Data Source Overview
Last updated
Last updated
The Data Source Overview page in Pancake gives you a high level overview of all the data sources you have added to the app, as well as any summary information for data sources you've scanned. The core feature of this page is the Data Source table and the filter for it.
If this is your first time launching Pancake and you have just installed the app, in the upper right corner you will see a small icon for the Readme. This contains several Quick Start scripts designed to configure the app for use, there are global permissions and warehouse provisioning which are necessary for Pancake to function.
The Data Sources table contains some basic information including:
Name - the name the user created for the data source when it was created, which likely reflects some combination of the database, schema, environment, and column, but note that it does not require explicitly referencing any of those elements.

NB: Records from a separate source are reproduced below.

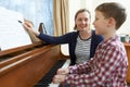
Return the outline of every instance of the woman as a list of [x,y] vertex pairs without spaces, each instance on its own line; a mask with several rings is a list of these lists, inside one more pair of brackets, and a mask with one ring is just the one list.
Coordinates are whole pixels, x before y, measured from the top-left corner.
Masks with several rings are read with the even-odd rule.
[[70,65],[74,65],[90,60],[94,55],[98,45],[103,40],[102,36],[98,36],[94,30],[91,30],[90,18],[91,15],[88,10],[79,10],[75,15],[74,29],[77,32],[67,33],[60,37],[35,32],[34,26],[28,22],[25,22],[24,27],[48,44],[68,44]]

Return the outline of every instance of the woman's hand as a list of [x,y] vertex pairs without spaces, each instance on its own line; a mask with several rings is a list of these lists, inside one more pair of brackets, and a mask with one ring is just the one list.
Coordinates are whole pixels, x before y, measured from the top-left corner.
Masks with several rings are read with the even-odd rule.
[[55,75],[54,77],[53,77],[53,83],[54,84],[58,84],[58,83],[64,83],[65,82],[65,77],[66,77],[66,75]]
[[57,75],[66,75],[69,73],[69,70],[68,69],[58,69],[56,73],[57,73]]

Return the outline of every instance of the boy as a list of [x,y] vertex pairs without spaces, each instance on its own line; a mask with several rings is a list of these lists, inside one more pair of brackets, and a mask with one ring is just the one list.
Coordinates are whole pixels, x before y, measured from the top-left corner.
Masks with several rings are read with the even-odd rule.
[[116,30],[126,21],[125,9],[116,3],[103,3],[95,9],[95,33],[104,36],[92,60],[57,70],[53,83],[68,87],[127,87],[128,59]]

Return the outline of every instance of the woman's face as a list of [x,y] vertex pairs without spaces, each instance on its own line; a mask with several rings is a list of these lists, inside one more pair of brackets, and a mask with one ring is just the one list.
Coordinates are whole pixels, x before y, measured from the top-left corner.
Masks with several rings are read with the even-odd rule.
[[88,12],[79,13],[75,20],[75,24],[77,25],[77,30],[79,30],[79,32],[89,29],[90,14]]

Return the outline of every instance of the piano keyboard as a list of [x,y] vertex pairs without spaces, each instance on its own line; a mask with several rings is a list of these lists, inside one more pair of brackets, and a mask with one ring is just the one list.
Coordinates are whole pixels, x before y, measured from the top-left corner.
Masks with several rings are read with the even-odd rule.
[[[64,65],[62,66],[62,69],[68,67],[69,64],[70,64],[70,60],[66,60],[66,62],[64,63]],[[49,84],[48,87],[58,87],[58,86],[60,86],[60,84],[53,84],[53,83],[51,83],[51,84]]]
[[58,87],[60,84],[53,84],[52,78],[56,74],[56,71],[61,67],[69,66],[70,60],[60,60],[56,64],[43,76],[35,87]]

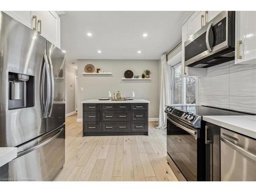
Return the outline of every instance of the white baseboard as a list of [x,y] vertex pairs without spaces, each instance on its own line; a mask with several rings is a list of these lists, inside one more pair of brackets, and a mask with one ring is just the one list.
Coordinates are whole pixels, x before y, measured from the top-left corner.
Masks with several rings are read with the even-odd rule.
[[82,118],[78,118],[77,119],[76,119],[76,121],[82,122]]
[[159,118],[158,117],[149,118],[148,121],[158,121]]
[[66,117],[68,117],[68,116],[69,116],[71,115],[73,115],[73,114],[74,114],[75,113],[76,113],[76,111],[73,111],[72,112],[70,112],[70,113],[67,113],[67,114],[66,114]]

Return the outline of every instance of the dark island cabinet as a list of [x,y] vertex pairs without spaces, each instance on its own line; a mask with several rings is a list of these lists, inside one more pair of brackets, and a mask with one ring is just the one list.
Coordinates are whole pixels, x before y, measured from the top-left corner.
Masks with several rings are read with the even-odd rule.
[[83,103],[83,136],[146,135],[148,103]]

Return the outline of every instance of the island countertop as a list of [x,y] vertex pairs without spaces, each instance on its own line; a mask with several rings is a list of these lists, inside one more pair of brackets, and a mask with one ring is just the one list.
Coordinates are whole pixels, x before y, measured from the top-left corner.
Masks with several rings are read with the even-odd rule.
[[133,99],[126,101],[112,101],[111,100],[90,99],[83,101],[82,103],[149,103],[150,101],[145,99]]

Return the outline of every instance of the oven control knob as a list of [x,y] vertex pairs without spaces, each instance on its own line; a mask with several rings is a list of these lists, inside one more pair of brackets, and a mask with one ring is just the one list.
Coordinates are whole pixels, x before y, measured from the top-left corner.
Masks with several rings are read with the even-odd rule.
[[194,116],[193,114],[189,114],[187,117],[187,119],[189,121],[192,121],[194,118]]
[[185,119],[186,119],[187,118],[187,116],[188,116],[188,113],[187,112],[185,113],[183,115],[183,117]]

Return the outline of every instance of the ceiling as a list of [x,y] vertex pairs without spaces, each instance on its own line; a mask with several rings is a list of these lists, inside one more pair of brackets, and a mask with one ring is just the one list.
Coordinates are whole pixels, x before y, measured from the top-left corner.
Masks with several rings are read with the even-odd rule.
[[158,59],[181,38],[190,12],[67,11],[60,15],[61,48],[68,65],[82,59]]

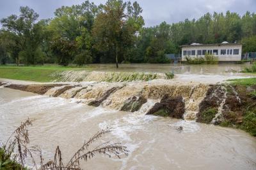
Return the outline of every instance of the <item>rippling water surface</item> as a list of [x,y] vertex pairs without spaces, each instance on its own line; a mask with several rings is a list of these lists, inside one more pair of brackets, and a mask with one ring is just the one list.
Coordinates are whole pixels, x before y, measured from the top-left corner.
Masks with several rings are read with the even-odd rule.
[[45,162],[53,158],[58,145],[67,162],[84,139],[109,127],[113,131],[102,142],[122,142],[129,156],[98,155],[83,169],[256,169],[255,137],[236,129],[145,116],[153,104],[132,113],[0,88],[0,140],[30,118],[36,120],[29,128],[31,143],[41,147]]

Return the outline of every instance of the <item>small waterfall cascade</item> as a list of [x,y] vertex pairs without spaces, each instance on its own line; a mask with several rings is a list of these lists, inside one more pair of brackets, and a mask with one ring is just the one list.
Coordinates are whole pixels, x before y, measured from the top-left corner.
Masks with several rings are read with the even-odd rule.
[[[19,86],[16,86],[15,87]],[[21,90],[49,87],[47,85],[24,85]],[[51,84],[44,93],[53,97],[74,98],[93,106],[115,110],[146,114],[164,96],[182,98],[185,105],[185,120],[195,120],[199,104],[204,98],[209,86],[204,84],[169,84],[146,82],[131,83],[98,82],[75,84]]]
[[[225,86],[220,86],[220,90],[221,91],[221,93],[223,94],[223,97],[221,99],[221,103],[220,104],[219,107],[218,108],[218,112],[217,114],[215,115],[215,117],[213,118],[212,121],[212,124],[215,124],[216,122],[220,121],[220,120],[221,120],[222,119],[222,112],[223,111],[223,106],[226,102],[226,99],[227,99],[227,88]],[[215,93],[216,94],[216,93]]]

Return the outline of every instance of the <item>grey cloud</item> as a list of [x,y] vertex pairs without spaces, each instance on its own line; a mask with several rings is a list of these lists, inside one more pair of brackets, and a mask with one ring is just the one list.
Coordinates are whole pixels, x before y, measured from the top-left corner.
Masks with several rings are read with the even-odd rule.
[[[137,0],[143,9],[146,26],[159,24],[163,21],[177,22],[185,19],[198,19],[207,12],[236,12],[243,15],[248,10],[254,12],[255,0]],[[18,14],[20,6],[29,6],[40,15],[40,19],[51,18],[61,6],[81,4],[83,0],[1,0],[0,18]],[[95,4],[106,0],[92,1]]]

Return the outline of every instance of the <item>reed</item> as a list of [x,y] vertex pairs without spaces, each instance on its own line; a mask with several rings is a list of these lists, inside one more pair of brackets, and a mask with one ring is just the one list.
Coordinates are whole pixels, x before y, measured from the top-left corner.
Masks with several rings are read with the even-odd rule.
[[28,157],[31,158],[33,167],[37,169],[33,157],[33,153],[35,153],[40,155],[40,162],[42,163],[42,151],[40,147],[38,146],[28,146],[29,138],[27,128],[28,127],[32,125],[33,121],[28,118],[26,121],[22,122],[21,125],[11,134],[6,142],[3,144],[1,162],[9,163],[1,164],[0,169],[6,168],[10,166],[10,164],[13,164],[17,167],[17,169],[12,168],[13,169],[18,169],[19,167],[24,169]]
[[62,162],[61,152],[59,146],[55,151],[54,158],[41,167],[41,169],[81,169],[81,161],[87,162],[92,158],[96,154],[102,154],[111,158],[113,156],[120,158],[122,155],[128,155],[128,150],[126,146],[122,146],[120,143],[111,143],[106,142],[91,148],[93,143],[99,141],[105,134],[111,132],[109,130],[102,130],[95,134],[89,141],[84,141],[82,146],[74,154],[69,162],[66,164]]
[[[0,169],[28,169],[25,167],[26,160],[29,157],[33,163],[33,168],[35,169],[81,169],[81,161],[87,162],[97,154],[101,154],[111,158],[116,157],[119,158],[122,155],[127,156],[129,151],[126,146],[121,143],[113,143],[108,141],[98,143],[99,139],[106,134],[110,133],[109,129],[102,130],[96,133],[88,141],[84,141],[81,147],[74,154],[67,164],[62,161],[61,151],[59,146],[55,150],[53,160],[44,164],[42,150],[38,146],[28,146],[29,143],[28,127],[32,125],[34,120],[29,118],[21,123],[21,125],[11,134],[6,142],[0,148]],[[93,144],[97,144],[93,147]],[[38,168],[34,155],[40,157],[40,167]]]

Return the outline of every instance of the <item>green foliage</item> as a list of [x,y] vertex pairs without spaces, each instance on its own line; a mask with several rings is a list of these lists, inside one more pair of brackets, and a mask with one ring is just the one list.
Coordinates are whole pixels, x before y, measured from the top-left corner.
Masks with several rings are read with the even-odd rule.
[[74,63],[78,66],[83,66],[92,63],[92,54],[90,51],[84,50],[75,56]]
[[212,119],[215,117],[218,111],[216,108],[209,108],[207,110],[204,111],[200,114],[200,117],[202,123],[211,123]]
[[256,84],[256,78],[230,79],[228,80],[228,81],[231,82],[231,84],[233,85],[250,86]]
[[4,150],[0,148],[0,169],[1,170],[20,170],[28,169],[22,165],[11,160],[11,155],[6,155]]
[[218,64],[218,58],[214,55],[206,54],[204,57],[195,56],[191,58],[190,56],[185,56],[186,63],[189,65],[216,65]]
[[65,70],[89,70],[87,68],[63,67],[60,66],[0,66],[1,78],[36,82],[51,82],[54,77],[51,75],[56,72]]
[[167,77],[167,79],[172,79],[174,78],[174,74],[171,72],[166,72],[165,75]]
[[249,132],[251,135],[256,136],[256,113],[255,112],[246,112],[243,117],[240,128]]
[[216,65],[218,63],[218,59],[214,55],[206,54],[204,56],[204,59],[205,61],[205,64],[207,65]]
[[9,42],[9,50],[17,65],[20,59],[26,65],[36,64],[36,51],[43,40],[42,26],[41,22],[36,22],[39,15],[28,6],[21,6],[20,12],[19,16],[12,15],[1,20],[4,37]]
[[244,73],[256,73],[256,62],[254,62],[251,66],[249,67],[246,67],[243,72]]
[[144,24],[141,12],[137,2],[132,5],[131,2],[108,0],[95,19],[92,30],[93,47],[100,52],[112,56],[110,59],[116,63],[117,68],[120,60],[124,59],[120,55],[129,58],[127,56],[136,38],[136,33]]
[[250,35],[242,39],[243,52],[256,52],[256,35]]
[[233,124],[228,120],[225,120],[222,122],[221,122],[219,125],[221,127],[233,127]]
[[[180,45],[242,42],[243,52],[256,51],[256,14],[207,13],[197,20],[143,27],[142,8],[134,1],[108,0],[95,5],[56,9],[52,19],[38,20],[32,9],[20,7],[20,15],[1,20],[0,61],[17,65],[89,63],[169,63],[166,54],[180,54]],[[216,64],[211,55],[191,64]],[[81,63],[80,63],[81,62]]]
[[185,58],[186,63],[189,65],[202,65],[205,63],[204,58],[201,56],[196,56],[195,58],[186,56]]
[[250,93],[250,96],[253,98],[256,98],[256,90],[253,92]]

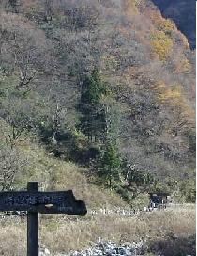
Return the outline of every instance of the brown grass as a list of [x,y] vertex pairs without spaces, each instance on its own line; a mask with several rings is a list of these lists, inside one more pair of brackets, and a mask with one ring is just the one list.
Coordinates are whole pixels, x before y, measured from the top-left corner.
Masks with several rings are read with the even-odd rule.
[[[25,255],[25,221],[1,220],[0,255]],[[40,244],[51,251],[83,249],[98,237],[116,243],[141,238],[158,241],[169,237],[189,237],[195,233],[195,209],[174,209],[142,214],[132,217],[117,215],[87,215],[62,218],[42,216]]]

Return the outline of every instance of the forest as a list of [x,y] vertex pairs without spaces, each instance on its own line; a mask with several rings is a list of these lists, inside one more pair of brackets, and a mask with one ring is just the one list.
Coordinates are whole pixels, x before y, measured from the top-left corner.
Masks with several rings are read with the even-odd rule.
[[195,51],[151,2],[2,1],[0,33],[2,190],[33,143],[127,201],[195,200]]
[[153,0],[161,13],[174,21],[177,27],[185,34],[191,48],[196,47],[196,22],[194,0]]
[[[193,11],[191,0],[0,0],[0,191],[38,181],[88,209],[41,216],[53,253],[42,255],[100,255],[62,253],[104,239],[194,256]],[[143,215],[148,193],[180,208]],[[25,223],[0,215],[0,255],[25,255]]]

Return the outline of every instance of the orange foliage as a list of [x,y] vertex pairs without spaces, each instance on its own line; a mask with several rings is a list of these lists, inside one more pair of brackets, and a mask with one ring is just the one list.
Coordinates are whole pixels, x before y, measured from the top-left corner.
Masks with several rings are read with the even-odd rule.
[[159,59],[161,61],[166,60],[173,47],[173,40],[162,31],[153,33],[151,40]]

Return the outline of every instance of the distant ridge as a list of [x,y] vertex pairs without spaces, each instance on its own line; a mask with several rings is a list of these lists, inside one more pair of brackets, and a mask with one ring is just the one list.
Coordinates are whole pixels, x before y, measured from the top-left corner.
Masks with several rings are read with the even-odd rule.
[[195,0],[152,0],[163,16],[174,20],[189,40],[190,47],[196,48]]

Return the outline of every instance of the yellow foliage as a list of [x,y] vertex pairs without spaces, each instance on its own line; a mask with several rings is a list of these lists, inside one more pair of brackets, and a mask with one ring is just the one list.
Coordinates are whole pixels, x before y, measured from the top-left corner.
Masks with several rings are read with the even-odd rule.
[[187,58],[183,58],[176,66],[177,72],[189,73],[191,71],[191,64]]
[[153,33],[151,40],[159,59],[161,61],[166,60],[170,50],[173,47],[173,40],[163,31]]
[[123,0],[123,8],[128,17],[138,11],[136,1],[138,0]]
[[162,19],[158,22],[157,27],[159,31],[169,35],[174,30],[174,25],[172,21]]

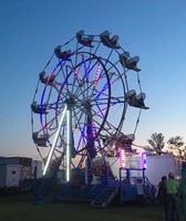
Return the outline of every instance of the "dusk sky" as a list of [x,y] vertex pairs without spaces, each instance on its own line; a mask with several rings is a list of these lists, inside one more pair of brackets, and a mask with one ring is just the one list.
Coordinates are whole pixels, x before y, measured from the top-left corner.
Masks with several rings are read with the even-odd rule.
[[30,109],[38,75],[54,48],[80,30],[108,30],[141,57],[149,109],[142,113],[135,144],[148,145],[153,133],[163,133],[165,141],[174,136],[186,141],[185,9],[185,0],[1,0],[0,156],[40,159]]

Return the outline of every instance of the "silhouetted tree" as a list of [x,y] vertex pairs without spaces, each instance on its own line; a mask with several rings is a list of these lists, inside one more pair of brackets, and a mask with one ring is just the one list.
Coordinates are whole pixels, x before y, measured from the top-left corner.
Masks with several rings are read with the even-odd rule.
[[164,135],[162,133],[154,133],[151,135],[151,139],[147,139],[148,144],[153,147],[156,155],[162,155],[162,149],[165,146]]

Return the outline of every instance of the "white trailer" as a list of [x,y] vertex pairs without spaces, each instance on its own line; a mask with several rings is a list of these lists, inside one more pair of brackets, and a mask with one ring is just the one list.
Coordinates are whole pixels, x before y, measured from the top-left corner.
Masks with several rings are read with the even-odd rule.
[[147,168],[145,176],[157,188],[163,176],[174,172],[175,177],[180,177],[182,162],[173,155],[165,154],[161,156],[147,156]]
[[[125,167],[132,169],[132,177],[141,177],[142,171],[135,169],[142,169],[142,155],[125,156]],[[107,157],[106,161],[110,162],[111,169],[114,176],[118,177],[120,171],[120,158]],[[134,169],[134,170],[133,170]],[[177,160],[173,155],[165,154],[159,156],[146,156],[146,169],[145,177],[149,182],[157,189],[161,178],[163,176],[168,176],[168,172],[174,172],[175,177],[180,177],[182,162]]]
[[21,165],[0,165],[0,188],[19,187],[21,173]]

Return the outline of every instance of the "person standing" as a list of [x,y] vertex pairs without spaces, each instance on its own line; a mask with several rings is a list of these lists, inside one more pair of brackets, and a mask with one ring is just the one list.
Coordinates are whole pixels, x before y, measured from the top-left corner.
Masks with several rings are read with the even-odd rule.
[[[165,181],[166,189],[166,221],[172,220],[173,212],[176,214],[176,220],[180,221],[179,215],[179,186],[178,182],[174,178],[174,173],[168,173],[168,179]],[[174,211],[173,211],[174,210]]]

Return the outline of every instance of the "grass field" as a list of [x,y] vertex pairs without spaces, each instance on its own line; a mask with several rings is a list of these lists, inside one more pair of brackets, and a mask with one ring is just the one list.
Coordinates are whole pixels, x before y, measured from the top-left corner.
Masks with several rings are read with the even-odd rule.
[[[164,221],[158,203],[110,206],[96,209],[87,201],[34,204],[32,193],[0,197],[1,221]],[[183,219],[184,220],[184,219]]]

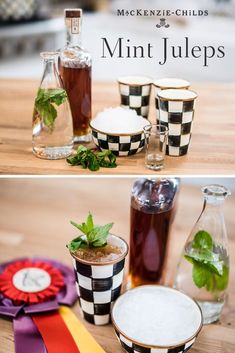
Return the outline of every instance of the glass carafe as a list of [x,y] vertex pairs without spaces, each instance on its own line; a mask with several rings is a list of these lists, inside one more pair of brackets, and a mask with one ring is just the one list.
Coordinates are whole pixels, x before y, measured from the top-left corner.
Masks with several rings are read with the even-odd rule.
[[136,180],[131,195],[129,287],[164,284],[177,179]]
[[33,153],[40,158],[68,157],[73,148],[73,122],[67,93],[56,69],[57,53],[44,52],[44,73],[34,103]]
[[202,213],[185,244],[175,287],[198,302],[206,324],[219,318],[228,287],[229,254],[223,203],[230,191],[224,186],[208,185],[202,192]]
[[59,70],[73,117],[74,142],[90,142],[91,54],[81,44],[82,10],[65,9],[67,44],[60,50]]

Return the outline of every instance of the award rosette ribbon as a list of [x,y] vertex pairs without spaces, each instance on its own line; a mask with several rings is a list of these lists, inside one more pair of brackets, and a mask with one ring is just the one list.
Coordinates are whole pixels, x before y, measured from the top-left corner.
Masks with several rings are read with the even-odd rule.
[[0,315],[13,319],[16,353],[105,353],[69,309],[76,300],[74,272],[60,262],[0,265]]

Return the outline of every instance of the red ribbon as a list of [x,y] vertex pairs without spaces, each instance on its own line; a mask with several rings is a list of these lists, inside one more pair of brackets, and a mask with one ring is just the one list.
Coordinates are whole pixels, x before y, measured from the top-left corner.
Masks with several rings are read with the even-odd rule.
[[48,353],[80,353],[59,313],[33,315],[32,319],[42,335]]

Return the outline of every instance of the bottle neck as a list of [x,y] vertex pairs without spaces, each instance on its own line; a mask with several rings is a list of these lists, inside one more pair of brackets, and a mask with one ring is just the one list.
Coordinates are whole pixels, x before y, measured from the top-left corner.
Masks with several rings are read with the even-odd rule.
[[41,85],[43,88],[47,89],[60,87],[61,82],[54,59],[44,60],[44,74]]
[[71,30],[69,28],[67,28],[66,40],[67,40],[67,46],[80,47],[82,44],[81,32],[80,33],[71,33]]

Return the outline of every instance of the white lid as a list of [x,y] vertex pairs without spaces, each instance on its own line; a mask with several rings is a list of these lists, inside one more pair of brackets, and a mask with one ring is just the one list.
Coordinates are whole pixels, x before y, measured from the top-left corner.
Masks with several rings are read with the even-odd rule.
[[122,107],[107,108],[91,121],[91,128],[111,135],[134,134],[142,132],[148,120],[137,115],[133,109]]
[[154,86],[159,88],[186,88],[190,86],[190,82],[182,80],[181,78],[167,77],[155,80],[153,82]]
[[152,84],[153,80],[145,76],[123,76],[118,78],[119,83],[133,86],[144,86]]
[[190,297],[157,285],[140,286],[119,297],[112,319],[127,339],[153,347],[183,344],[202,325],[201,311]]
[[188,89],[164,89],[158,92],[158,97],[166,100],[187,101],[197,98],[197,93]]

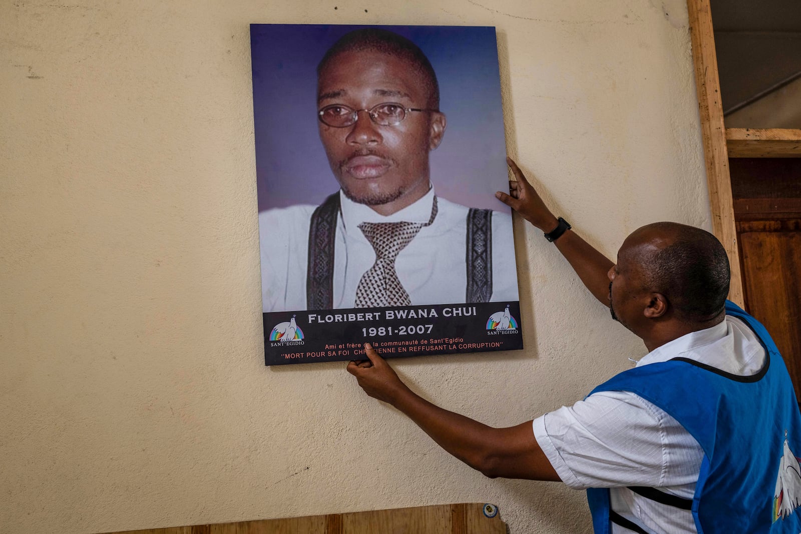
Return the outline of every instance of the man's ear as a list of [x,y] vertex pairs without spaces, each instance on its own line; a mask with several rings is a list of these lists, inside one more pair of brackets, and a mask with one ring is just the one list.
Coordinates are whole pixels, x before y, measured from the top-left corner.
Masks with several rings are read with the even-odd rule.
[[662,293],[651,293],[650,300],[648,301],[648,305],[642,311],[642,315],[648,319],[657,319],[667,313],[669,306],[670,303],[667,300],[667,297],[664,295]]
[[429,127],[429,150],[435,150],[442,143],[442,136],[445,135],[445,126],[448,119],[441,111],[431,112],[431,125]]

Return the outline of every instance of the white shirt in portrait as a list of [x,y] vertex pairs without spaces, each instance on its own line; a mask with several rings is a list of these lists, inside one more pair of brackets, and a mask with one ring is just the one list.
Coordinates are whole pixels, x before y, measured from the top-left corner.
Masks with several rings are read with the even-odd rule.
[[[359,224],[428,223],[434,190],[391,215],[381,215],[340,191],[334,247],[334,308],[353,307],[362,275],[376,260],[372,246]],[[395,261],[398,279],[413,305],[462,303],[466,299],[467,214],[469,208],[437,197],[437,213],[400,251]],[[259,214],[262,306],[264,312],[305,310],[308,231],[316,206],[301,205]],[[492,212],[491,302],[518,301],[512,218]]]

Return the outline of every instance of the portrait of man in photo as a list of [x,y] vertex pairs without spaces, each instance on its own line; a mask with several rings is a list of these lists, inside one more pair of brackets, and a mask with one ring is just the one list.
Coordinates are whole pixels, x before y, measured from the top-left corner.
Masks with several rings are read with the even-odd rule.
[[[276,28],[253,27],[265,26],[268,33]],[[418,34],[425,30],[416,29]],[[438,29],[428,30],[436,34]],[[493,29],[465,30],[483,30],[492,38],[495,53]],[[322,33],[330,38],[331,32]],[[458,49],[458,42],[449,41],[435,38],[432,44]],[[255,56],[254,46],[256,102],[261,78]],[[494,66],[489,76],[497,83],[497,55]],[[304,105],[316,106],[316,143],[328,169],[325,176],[313,177],[313,195],[298,191],[295,203],[280,206],[273,201],[270,209],[260,212],[263,311],[517,302],[511,217],[492,194],[506,185],[502,130],[472,133],[494,138],[499,145],[484,155],[496,159],[496,176],[477,176],[471,182],[447,168],[442,175],[433,175],[432,152],[447,139],[446,111],[457,102],[441,101],[437,74],[420,46],[384,27],[349,30],[328,46],[312,68],[316,102]],[[485,108],[494,106],[498,122],[500,92],[489,95],[494,102],[481,102],[477,98],[486,95],[471,94],[469,89],[461,90],[467,103],[465,107],[461,102],[467,109],[461,115],[487,114]],[[256,108],[255,103],[257,167],[269,174],[259,161]],[[313,118],[304,114],[293,118],[301,120]],[[502,128],[502,118],[500,124]],[[271,139],[278,135],[271,134]],[[309,155],[319,150],[304,148]],[[271,193],[292,190],[296,182],[263,183],[260,175],[259,180],[260,209],[266,203],[261,202],[264,189],[269,199]],[[449,192],[461,198],[446,198],[452,196],[447,187],[441,195],[441,183],[449,183]],[[473,197],[459,191],[475,190],[476,185],[479,191]],[[316,203],[308,201],[312,196]],[[476,197],[482,205],[474,202]]]

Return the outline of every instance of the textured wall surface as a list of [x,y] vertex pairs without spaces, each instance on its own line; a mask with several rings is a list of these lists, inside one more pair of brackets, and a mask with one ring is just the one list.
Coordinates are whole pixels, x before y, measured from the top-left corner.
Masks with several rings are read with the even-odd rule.
[[[344,363],[267,368],[250,22],[497,27],[511,155],[614,258],[710,227],[682,0],[0,2],[0,531],[91,532],[461,501],[583,532],[583,494],[489,480]],[[515,221],[526,350],[412,358],[511,425],[645,348]]]

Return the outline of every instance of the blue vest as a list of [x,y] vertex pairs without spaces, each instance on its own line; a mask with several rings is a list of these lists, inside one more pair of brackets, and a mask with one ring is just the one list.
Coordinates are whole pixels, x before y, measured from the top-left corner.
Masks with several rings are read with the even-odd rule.
[[[756,375],[736,376],[684,358],[630,369],[592,393],[631,391],[678,420],[703,449],[692,500],[653,488],[630,488],[691,510],[704,534],[801,532],[801,414],[784,361],[765,327],[733,303],[726,312],[744,321],[767,350]],[[590,395],[592,395],[590,393]],[[610,522],[645,532],[610,510],[606,488],[587,490],[596,534]]]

Type - the Snowflake data object type such as Table, External Table, or View.
Object Name - the name of the Snowflake object which contains the JSON data.
The Data Source Overview page also contains key pieces of information about each data source added to Pancake. This level of detail is called a Schema Summary and is free for all users of Pancake. You can add an unlimited number of data sources, scan them, and get this level of detail about your data for no charge.
This includes:
Total Attributes - the total number of attributes discovered during scanning.
Polymorphic - the number of polymorphic attributes in the data source.
Arrays - total number of arrays, inclusive of polymorphic attributes.
Objects - total number of objects in the data source.
Max Level - the maximum nested depth of the arrays.
Complexity Score - a measure of how difficult a given data source would be to work with manually, this is a rough measure designed to help users quickly understand the quality of their data and triage their work.
Other important information on this page includes:
Connection Status - this indicates if a data source has been connected to Pancake successfully. Data sources which are not able to connect should fail when users attempt to add the data source.
Last Scan - the date of the most recent scan of this data source. Note that this is the most recent scan using any Scan Configuration.
Column Name - this is the actual name of the VARIANT
column in which the JSON data is stored.
Tags - this holds any tags a user has added to a data source.
Product Tier - the current product tier for a given data source, which can be Schema Summary, Schema Analysis, or Dynamic Table Generation.
Status - indicates the current status of the data source, which can be Active, Inactive, or Deleted.
Users can filter data sources added to Pancake by name, object name, user-defined tags, or the status of the data source.
Data sources can have a status of Active, Inactive, or Deleted. Pancake will default the Data source filter to "Active," so you must switch the filter to "All" if you want to see a full list on the Data Source Overview screen.
For the purposes of quickly sorting by how difficult a scanned data source will be to work with, Pancake includes a "Complexity Score" measure on the Data Source Overview screen. This calculation is a simple equation multiplying each element of the JSON data source that could impact the difficulty of schema discovery, extraction, and flattening of data.
In the future, these weights will be editable by users so your organization can weight each element appropriately given your capabilities and capacity.
The Scans in Process table displays a full list of active scans, including those which have just been initiated or are still finalizing. Users can find the name of the data source as well as the scan configuration being used. Other details from the scan configuration are also found in this table.
If for some reason you accidentially initiate a scan with an incorrect scan configuration or a scan has stalled without being caught by Pancake's error/exception handling, users can select an active scan from a dropdown in the Cancel Scan section of the page and click a button to end the process.